Massachusetts voters will confront taxes on cigarettes and tobacco, as well as tough new packaging requirements, when voting on four state ballot questions in next week's election.
Question 1
Question One would implement a tax on cigarettes and smokeless tobacco products, with proceeds going to a newly created Health Protection Fund. Under the proposed law, revenues placed in the Health Protection Fund would be appropriated by the legislature for various educational and social programs relating to tobacco use.
Examples include school health education programs, workplace-based smoking cessation programs and community health center prenatal programs incorporating information on the effects of smoking on fetal development.
The proposed tax increase would be 25 cents for a regular pack of 20 cigarettes and 25 percent of the wholesale price of smokeless tobacco products.
Supporters say the tax, besides raising revenue, will cut down on the commonwealth's smoking rate and save lives, through discouraging smoking and educating children of its dangers.
Carrie Devine, an American Cancer Society worker involved with the campaign, said since California voters passed a similar referendum in 1988, smoking rates have declined there by 17 percent--double the national rate.
Opponents, however, call the tax another burden on working families, and say it will only force business across state borders. Marianne Preskul-Ricca, communications director for the Committee Against Unfair Taxes, said projections from a Price-Waterhouse study showed that small business would lose $215 million a year if the tax increase passes.

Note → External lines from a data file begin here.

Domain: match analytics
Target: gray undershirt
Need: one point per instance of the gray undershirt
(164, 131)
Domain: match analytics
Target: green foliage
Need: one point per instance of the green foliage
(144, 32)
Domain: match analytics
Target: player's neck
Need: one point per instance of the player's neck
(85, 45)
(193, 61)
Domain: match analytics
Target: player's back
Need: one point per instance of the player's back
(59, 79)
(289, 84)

Preskul-Ricca also said that since initiatives cannot earmark revenues for certain purposes, the legislature will have total control over how the funding is spent and there is no guarantee on how the tax money will be spent.
Question 2
Question Two appears to be largely moot even before the referendum goes to Massachusetts citizens next week.
Activists on both sides of the question reached a compromise last month which, thorough legislation to be passed early next year, will supersede the initiative regardless of the election's outcome.

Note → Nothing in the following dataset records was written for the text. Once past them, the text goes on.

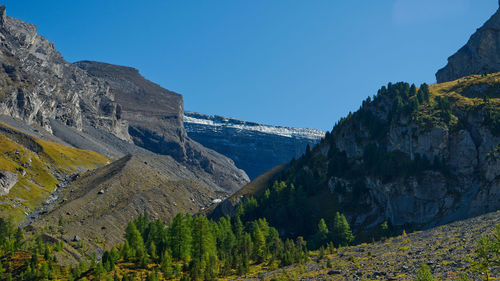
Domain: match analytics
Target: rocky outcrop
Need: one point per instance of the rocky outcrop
(468, 186)
(255, 148)
(481, 54)
(155, 122)
(37, 84)
(7, 181)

The ballot measure would require banks, insurance companies and publicly-traded corporation to publicly disclose all income and state tax payments, beginning in 1993.
The compromise legislation would also require this disclosure, but would publish the results only in aggregate form, not by individual company.
The compromise would further create a task force to study all Massachusetts' taxes on business, with a report to be issued by May 31, 1993 proposing changes to the corporate tax system.